ACSA (Association of Collegiate Schools of Architecture) just announced the 2017-2018 Architectural Education Award Winners. Each year, ACSA honors architectural educators for exemplary work in areas such as building design, community collaborations, scholarship, and service. Award winners inspire and challenge students, contribute to the profession’s knowledge base, and extend their work beyond the borders of academy into practice and the public sector.
This year, UVA’s Luis Pancorbo and Ines Martin, both faculty at the School of Architecture, were awarded the Faculty Design Award for their building, the Vegas Altas Congress Center.
Pancorbo and Martin describe the building as:
The "Vegas Altas" Congress and Exhibition Center grows in an ambiguous peripheral location, in a land that is both urban and agricultural. The architectural proposal is intended to highlight this timeless condition of building belonging to the land through the design of a freestanding building, floating in the countryside like a giant bale of straw with a flat horizon. On the one hand, it is a building that hides its status growing underground. The program is organized as a half-buried ring that adapts to the terrain and to the boundaries of the plot, but hides its condition to visitors. A cubic volume rises categorically from the ground boldly, but maintains only the volumetric scale appropriate for the required visibility and representability.

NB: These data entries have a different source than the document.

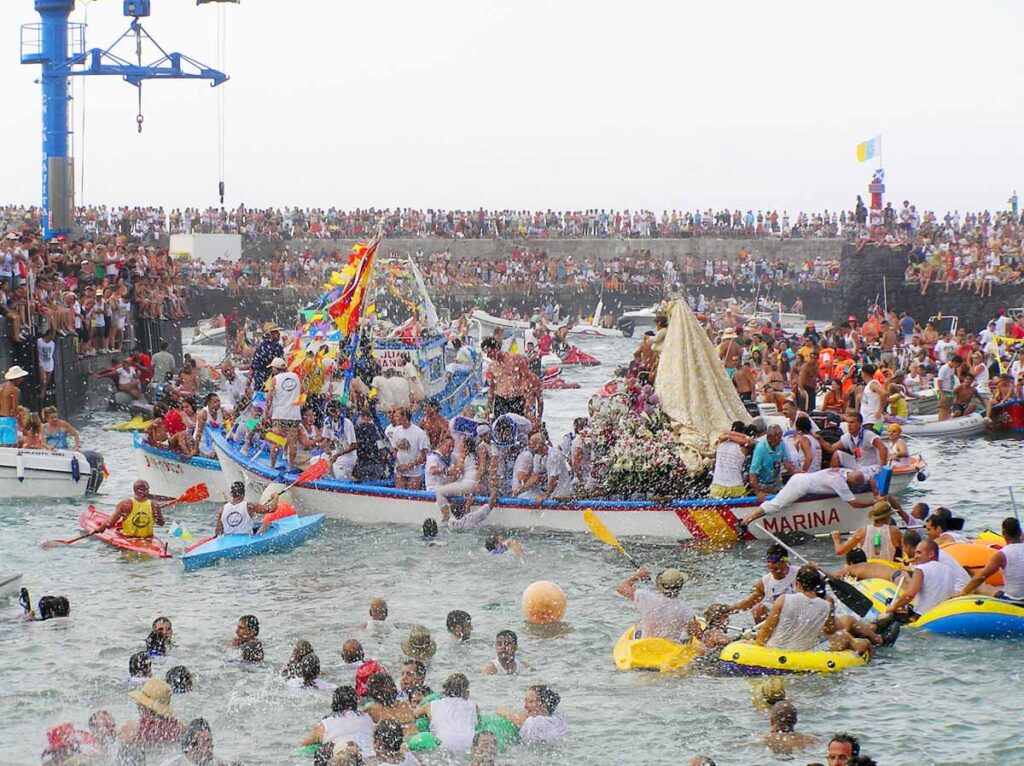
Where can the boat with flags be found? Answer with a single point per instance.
(694, 402)
(343, 333)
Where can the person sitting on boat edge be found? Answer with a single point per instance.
(538, 723)
(879, 540)
(798, 621)
(1010, 559)
(931, 584)
(663, 613)
(779, 581)
(236, 516)
(826, 481)
(137, 515)
(727, 478)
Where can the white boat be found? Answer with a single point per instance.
(48, 473)
(679, 520)
(930, 425)
(169, 473)
(489, 323)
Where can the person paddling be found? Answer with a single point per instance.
(237, 515)
(138, 515)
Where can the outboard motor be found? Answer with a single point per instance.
(95, 470)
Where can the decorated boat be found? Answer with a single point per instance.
(489, 323)
(49, 473)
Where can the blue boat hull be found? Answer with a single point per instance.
(284, 535)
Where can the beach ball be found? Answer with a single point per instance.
(543, 603)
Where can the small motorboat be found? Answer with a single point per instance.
(930, 425)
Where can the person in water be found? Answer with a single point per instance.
(56, 432)
(505, 662)
(538, 723)
(237, 515)
(138, 515)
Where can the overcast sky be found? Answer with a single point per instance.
(563, 103)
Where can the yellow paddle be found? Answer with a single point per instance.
(603, 534)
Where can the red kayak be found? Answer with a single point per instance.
(576, 356)
(91, 520)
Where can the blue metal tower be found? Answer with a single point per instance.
(59, 47)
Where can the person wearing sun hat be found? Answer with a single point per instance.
(418, 644)
(10, 396)
(880, 540)
(156, 724)
(663, 613)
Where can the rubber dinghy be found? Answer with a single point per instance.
(930, 425)
(285, 534)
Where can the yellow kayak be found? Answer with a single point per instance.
(740, 658)
(633, 651)
(135, 424)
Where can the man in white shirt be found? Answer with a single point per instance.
(284, 409)
(663, 613)
(411, 445)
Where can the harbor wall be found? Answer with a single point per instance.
(861, 283)
(790, 250)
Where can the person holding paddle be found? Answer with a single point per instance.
(137, 515)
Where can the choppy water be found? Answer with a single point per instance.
(928, 700)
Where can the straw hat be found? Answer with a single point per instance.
(881, 510)
(418, 644)
(156, 695)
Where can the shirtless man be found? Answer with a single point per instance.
(964, 395)
(510, 382)
(807, 380)
(10, 414)
(744, 382)
(729, 351)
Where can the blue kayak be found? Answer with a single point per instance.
(284, 535)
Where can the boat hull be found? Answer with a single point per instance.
(285, 535)
(43, 473)
(701, 520)
(169, 474)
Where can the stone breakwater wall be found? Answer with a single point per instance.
(861, 283)
(791, 250)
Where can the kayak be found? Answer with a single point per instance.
(930, 425)
(91, 519)
(9, 585)
(284, 535)
(633, 651)
(740, 658)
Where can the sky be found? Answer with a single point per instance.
(544, 103)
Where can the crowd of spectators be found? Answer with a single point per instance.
(140, 223)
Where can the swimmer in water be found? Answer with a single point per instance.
(499, 544)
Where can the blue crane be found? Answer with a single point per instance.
(59, 46)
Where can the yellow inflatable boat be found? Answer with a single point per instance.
(633, 651)
(741, 658)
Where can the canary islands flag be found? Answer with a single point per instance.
(869, 149)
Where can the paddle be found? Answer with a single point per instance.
(603, 534)
(845, 592)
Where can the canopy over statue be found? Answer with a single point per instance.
(694, 389)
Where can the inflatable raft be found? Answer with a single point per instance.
(740, 658)
(633, 651)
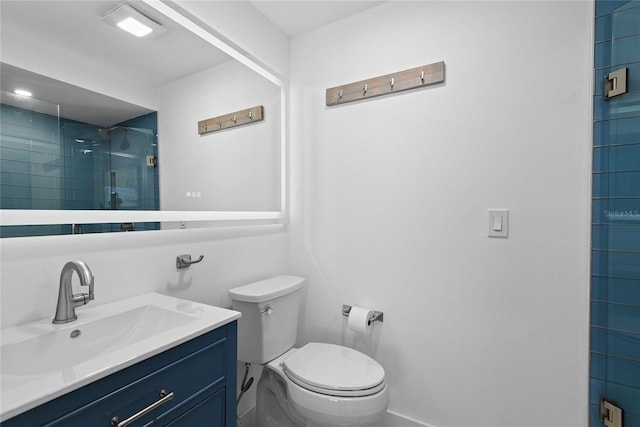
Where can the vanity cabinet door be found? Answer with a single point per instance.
(172, 389)
(208, 413)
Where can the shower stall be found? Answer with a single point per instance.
(49, 162)
(615, 275)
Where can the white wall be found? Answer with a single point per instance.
(234, 170)
(390, 199)
(247, 28)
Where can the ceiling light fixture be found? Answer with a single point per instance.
(133, 22)
(23, 92)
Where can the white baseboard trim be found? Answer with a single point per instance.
(391, 419)
(408, 421)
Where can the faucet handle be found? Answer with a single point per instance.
(184, 261)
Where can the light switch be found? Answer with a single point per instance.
(498, 223)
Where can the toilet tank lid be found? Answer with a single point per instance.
(266, 290)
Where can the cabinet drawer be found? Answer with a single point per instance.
(209, 413)
(190, 379)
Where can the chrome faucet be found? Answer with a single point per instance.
(67, 300)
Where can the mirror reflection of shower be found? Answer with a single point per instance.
(111, 167)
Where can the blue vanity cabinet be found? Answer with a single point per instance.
(195, 380)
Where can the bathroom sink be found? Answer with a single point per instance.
(40, 360)
(77, 343)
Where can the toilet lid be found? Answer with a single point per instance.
(334, 370)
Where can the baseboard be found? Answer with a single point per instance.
(390, 419)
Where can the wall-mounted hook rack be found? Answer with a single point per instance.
(414, 78)
(227, 121)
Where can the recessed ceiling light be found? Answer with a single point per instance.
(133, 22)
(23, 92)
(134, 27)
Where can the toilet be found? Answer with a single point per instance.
(316, 385)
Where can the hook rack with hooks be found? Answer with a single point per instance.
(413, 78)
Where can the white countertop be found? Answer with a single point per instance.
(27, 383)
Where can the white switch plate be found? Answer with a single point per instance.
(498, 223)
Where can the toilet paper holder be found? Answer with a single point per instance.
(375, 316)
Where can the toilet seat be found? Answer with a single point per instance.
(334, 370)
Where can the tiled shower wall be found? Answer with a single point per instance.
(615, 282)
(45, 166)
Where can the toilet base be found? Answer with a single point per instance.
(274, 407)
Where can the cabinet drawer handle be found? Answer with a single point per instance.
(165, 397)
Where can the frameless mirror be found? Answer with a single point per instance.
(127, 127)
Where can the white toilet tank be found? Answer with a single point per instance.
(269, 322)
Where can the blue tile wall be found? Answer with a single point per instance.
(51, 163)
(615, 281)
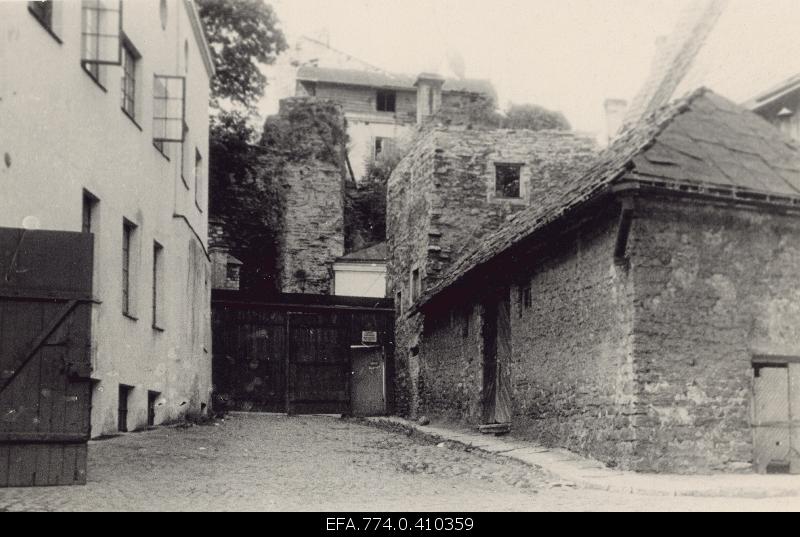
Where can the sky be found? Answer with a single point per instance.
(568, 55)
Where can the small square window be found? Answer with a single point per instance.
(416, 285)
(386, 101)
(507, 181)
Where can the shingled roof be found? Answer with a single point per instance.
(701, 143)
(381, 79)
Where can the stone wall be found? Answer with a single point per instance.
(441, 204)
(714, 286)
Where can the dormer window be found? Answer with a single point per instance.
(386, 101)
(507, 181)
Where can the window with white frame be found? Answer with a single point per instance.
(130, 59)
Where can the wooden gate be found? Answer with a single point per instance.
(45, 356)
(776, 413)
(293, 353)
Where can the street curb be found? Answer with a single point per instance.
(590, 474)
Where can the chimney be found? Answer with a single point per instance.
(429, 95)
(615, 116)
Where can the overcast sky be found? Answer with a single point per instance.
(568, 55)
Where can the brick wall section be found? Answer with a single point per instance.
(440, 204)
(713, 287)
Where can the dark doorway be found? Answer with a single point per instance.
(496, 357)
(122, 408)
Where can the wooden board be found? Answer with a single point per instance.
(45, 356)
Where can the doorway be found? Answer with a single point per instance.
(776, 406)
(496, 335)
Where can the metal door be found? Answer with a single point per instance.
(45, 356)
(775, 400)
(368, 381)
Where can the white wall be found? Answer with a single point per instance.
(362, 133)
(360, 279)
(62, 133)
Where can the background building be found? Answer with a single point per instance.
(104, 114)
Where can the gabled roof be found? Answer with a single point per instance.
(702, 143)
(382, 79)
(377, 253)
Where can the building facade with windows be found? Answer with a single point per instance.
(104, 130)
(454, 187)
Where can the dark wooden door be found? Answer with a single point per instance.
(318, 364)
(775, 429)
(368, 381)
(496, 358)
(45, 356)
(249, 363)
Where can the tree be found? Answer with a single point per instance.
(241, 34)
(534, 117)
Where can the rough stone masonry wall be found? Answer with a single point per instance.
(313, 194)
(451, 364)
(714, 286)
(571, 368)
(407, 225)
(463, 206)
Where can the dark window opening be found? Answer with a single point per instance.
(89, 208)
(122, 408)
(198, 178)
(507, 180)
(386, 101)
(232, 272)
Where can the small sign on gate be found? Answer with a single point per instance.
(369, 336)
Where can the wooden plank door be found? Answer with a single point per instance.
(45, 356)
(496, 333)
(318, 367)
(368, 381)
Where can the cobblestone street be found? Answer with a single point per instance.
(274, 462)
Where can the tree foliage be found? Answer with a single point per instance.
(241, 34)
(534, 117)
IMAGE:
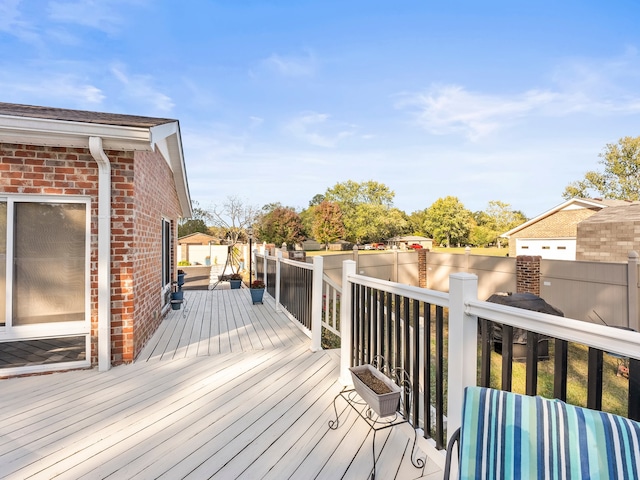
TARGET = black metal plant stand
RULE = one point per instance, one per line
(376, 423)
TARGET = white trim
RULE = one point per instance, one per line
(29, 332)
(574, 201)
(104, 253)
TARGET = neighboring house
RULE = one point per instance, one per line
(198, 238)
(407, 240)
(610, 235)
(554, 234)
(89, 205)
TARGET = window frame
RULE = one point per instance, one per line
(41, 330)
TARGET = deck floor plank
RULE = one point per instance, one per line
(224, 389)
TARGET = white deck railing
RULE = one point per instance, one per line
(464, 311)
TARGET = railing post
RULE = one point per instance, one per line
(278, 258)
(316, 304)
(463, 345)
(348, 268)
(265, 265)
(632, 286)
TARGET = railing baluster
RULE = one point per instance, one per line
(415, 377)
(594, 379)
(440, 443)
(507, 357)
(428, 431)
(634, 389)
(485, 351)
(532, 364)
(375, 349)
(397, 359)
(561, 350)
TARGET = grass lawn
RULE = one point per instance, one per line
(492, 251)
(615, 390)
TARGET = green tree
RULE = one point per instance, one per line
(620, 178)
(281, 225)
(502, 219)
(448, 221)
(362, 205)
(197, 222)
(327, 223)
(233, 218)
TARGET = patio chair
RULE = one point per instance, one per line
(512, 436)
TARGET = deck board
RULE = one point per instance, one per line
(225, 389)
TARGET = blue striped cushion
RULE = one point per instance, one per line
(511, 436)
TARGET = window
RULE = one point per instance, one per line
(166, 252)
(3, 263)
(43, 262)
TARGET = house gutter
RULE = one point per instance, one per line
(104, 253)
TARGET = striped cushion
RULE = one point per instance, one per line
(511, 436)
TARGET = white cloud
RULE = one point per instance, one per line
(451, 109)
(313, 128)
(13, 23)
(140, 88)
(51, 89)
(292, 66)
(104, 15)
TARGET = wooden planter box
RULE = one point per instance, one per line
(384, 404)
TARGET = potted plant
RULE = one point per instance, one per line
(375, 388)
(181, 275)
(235, 279)
(257, 291)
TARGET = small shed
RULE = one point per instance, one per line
(405, 241)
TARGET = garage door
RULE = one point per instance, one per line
(553, 249)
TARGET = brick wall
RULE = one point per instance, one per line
(156, 198)
(422, 268)
(40, 170)
(610, 235)
(562, 224)
(528, 274)
(142, 193)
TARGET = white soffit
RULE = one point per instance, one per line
(59, 133)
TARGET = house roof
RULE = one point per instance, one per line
(616, 214)
(573, 203)
(82, 116)
(35, 125)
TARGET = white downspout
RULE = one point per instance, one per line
(104, 253)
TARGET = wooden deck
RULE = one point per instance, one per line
(224, 390)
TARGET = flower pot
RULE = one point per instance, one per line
(256, 295)
(384, 404)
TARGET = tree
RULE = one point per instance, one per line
(281, 225)
(350, 194)
(620, 178)
(327, 223)
(233, 218)
(362, 205)
(375, 223)
(502, 218)
(448, 220)
(197, 222)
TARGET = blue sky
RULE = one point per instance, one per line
(280, 100)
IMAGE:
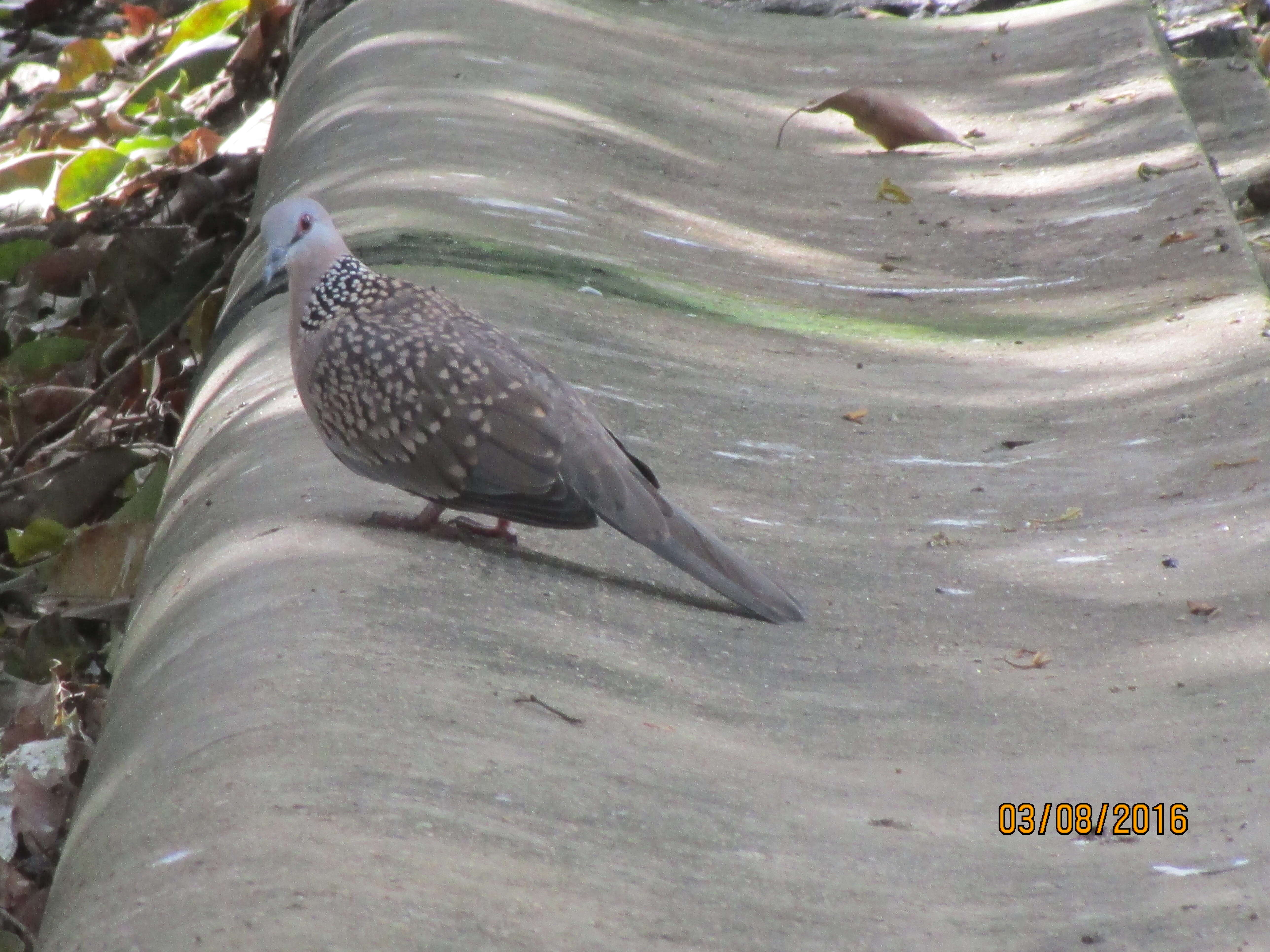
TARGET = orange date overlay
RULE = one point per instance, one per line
(1137, 819)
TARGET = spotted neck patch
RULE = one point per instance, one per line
(345, 289)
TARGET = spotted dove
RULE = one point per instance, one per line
(409, 389)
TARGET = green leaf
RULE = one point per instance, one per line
(204, 21)
(45, 353)
(88, 176)
(41, 537)
(127, 147)
(82, 59)
(201, 60)
(34, 169)
(144, 504)
(16, 254)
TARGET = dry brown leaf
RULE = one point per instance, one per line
(1038, 659)
(40, 810)
(140, 18)
(197, 147)
(1070, 515)
(889, 192)
(48, 404)
(884, 116)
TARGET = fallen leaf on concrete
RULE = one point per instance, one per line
(889, 192)
(1147, 172)
(1036, 659)
(884, 116)
(1069, 516)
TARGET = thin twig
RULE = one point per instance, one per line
(23, 932)
(557, 711)
(145, 353)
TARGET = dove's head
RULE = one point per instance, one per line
(303, 239)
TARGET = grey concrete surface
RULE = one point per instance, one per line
(314, 741)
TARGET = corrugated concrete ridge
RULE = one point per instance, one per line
(313, 739)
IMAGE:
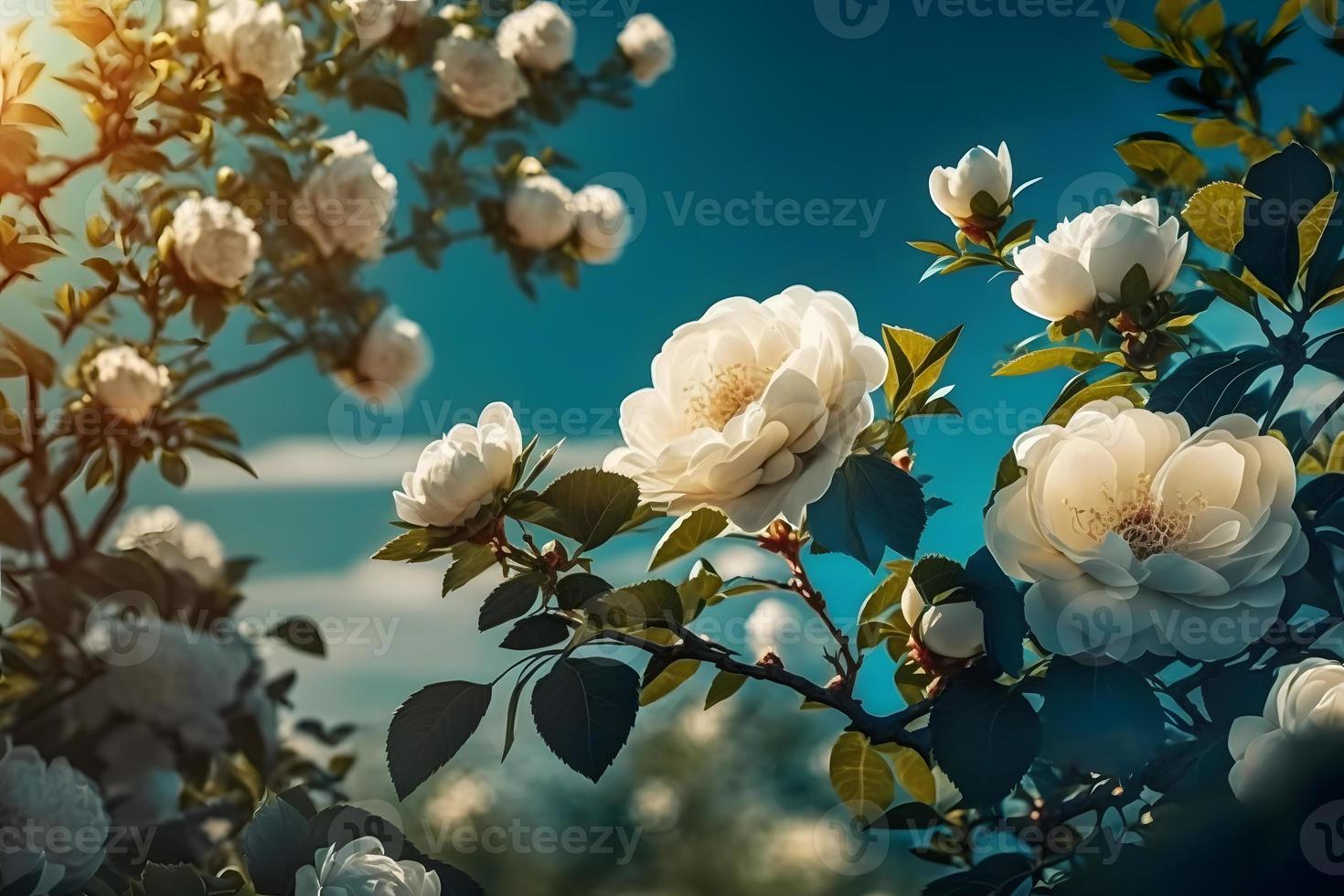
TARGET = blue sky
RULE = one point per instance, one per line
(766, 105)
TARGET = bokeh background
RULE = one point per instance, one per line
(769, 102)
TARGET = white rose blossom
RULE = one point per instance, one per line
(601, 222)
(1304, 710)
(648, 46)
(362, 868)
(978, 171)
(752, 407)
(953, 629)
(392, 354)
(125, 384)
(475, 76)
(214, 240)
(538, 209)
(254, 40)
(50, 813)
(463, 472)
(349, 199)
(1089, 257)
(186, 546)
(539, 37)
(1140, 538)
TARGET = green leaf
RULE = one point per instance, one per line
(511, 600)
(984, 736)
(687, 534)
(577, 589)
(862, 776)
(429, 729)
(723, 687)
(1100, 719)
(592, 504)
(871, 506)
(1078, 359)
(668, 680)
(1160, 159)
(276, 845)
(585, 709)
(537, 632)
(14, 531)
(302, 635)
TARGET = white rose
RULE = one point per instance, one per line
(51, 812)
(348, 199)
(1087, 257)
(179, 544)
(362, 868)
(648, 46)
(1141, 538)
(538, 209)
(461, 472)
(251, 39)
(601, 222)
(377, 19)
(752, 407)
(539, 37)
(955, 629)
(214, 240)
(1306, 709)
(392, 354)
(165, 676)
(125, 384)
(476, 77)
(978, 171)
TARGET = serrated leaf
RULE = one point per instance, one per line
(862, 776)
(688, 534)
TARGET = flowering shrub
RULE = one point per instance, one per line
(1160, 558)
(132, 700)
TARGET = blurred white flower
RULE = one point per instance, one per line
(125, 384)
(475, 76)
(392, 354)
(377, 19)
(655, 804)
(978, 171)
(955, 630)
(51, 813)
(648, 46)
(186, 546)
(362, 868)
(538, 209)
(463, 472)
(253, 40)
(766, 624)
(180, 16)
(538, 37)
(1306, 709)
(167, 676)
(1141, 538)
(349, 197)
(214, 240)
(752, 407)
(601, 222)
(1087, 257)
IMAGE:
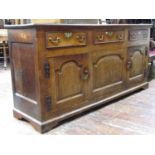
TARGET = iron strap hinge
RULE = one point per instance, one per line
(48, 101)
(47, 69)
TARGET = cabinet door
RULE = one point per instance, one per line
(107, 73)
(136, 65)
(69, 81)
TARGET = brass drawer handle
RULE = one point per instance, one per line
(100, 37)
(55, 40)
(85, 74)
(109, 33)
(129, 64)
(81, 38)
(120, 36)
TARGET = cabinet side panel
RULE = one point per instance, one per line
(24, 69)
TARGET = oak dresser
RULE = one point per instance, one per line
(62, 70)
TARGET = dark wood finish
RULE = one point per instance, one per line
(61, 70)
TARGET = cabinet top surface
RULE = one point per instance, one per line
(74, 25)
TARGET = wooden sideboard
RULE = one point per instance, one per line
(62, 70)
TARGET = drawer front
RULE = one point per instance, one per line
(136, 35)
(22, 36)
(65, 39)
(108, 36)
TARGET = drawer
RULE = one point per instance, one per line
(136, 35)
(108, 36)
(22, 36)
(65, 39)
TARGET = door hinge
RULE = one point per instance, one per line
(48, 101)
(145, 73)
(47, 69)
(129, 64)
(146, 51)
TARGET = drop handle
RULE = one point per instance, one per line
(85, 74)
(129, 65)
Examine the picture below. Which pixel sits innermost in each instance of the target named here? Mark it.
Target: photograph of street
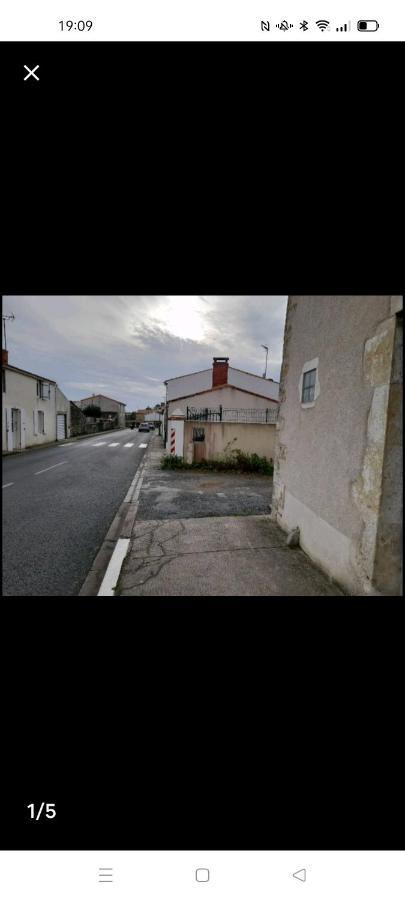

Thus, the design reinforces its urban character, iconic, with a platonic geometry of a perfect cube, but in turn loses its built character, as it is a field sown of strips of vegetation. Its surface is ripped with skylights that illuminate the underground spaces. The building provides ample public space to the town with a green cover over most of the program and a sloped ground serving to create a means of access to the building and to perform as an outdoor auditorium. One the one hand, it is introverted, hidden and neutral in its earthy materiality, offering a garden that is the main facade. At the same time, it is outgoing, as it seeks to be seen wrapped in a woven web of ropes. The use of naval ropes for the façade shading is at the same time a technological transference and a feature that is deeply connected with the local culture and environment.”
Congratulations to Luis and Ines for this outstanding honor in recognition of design excellence!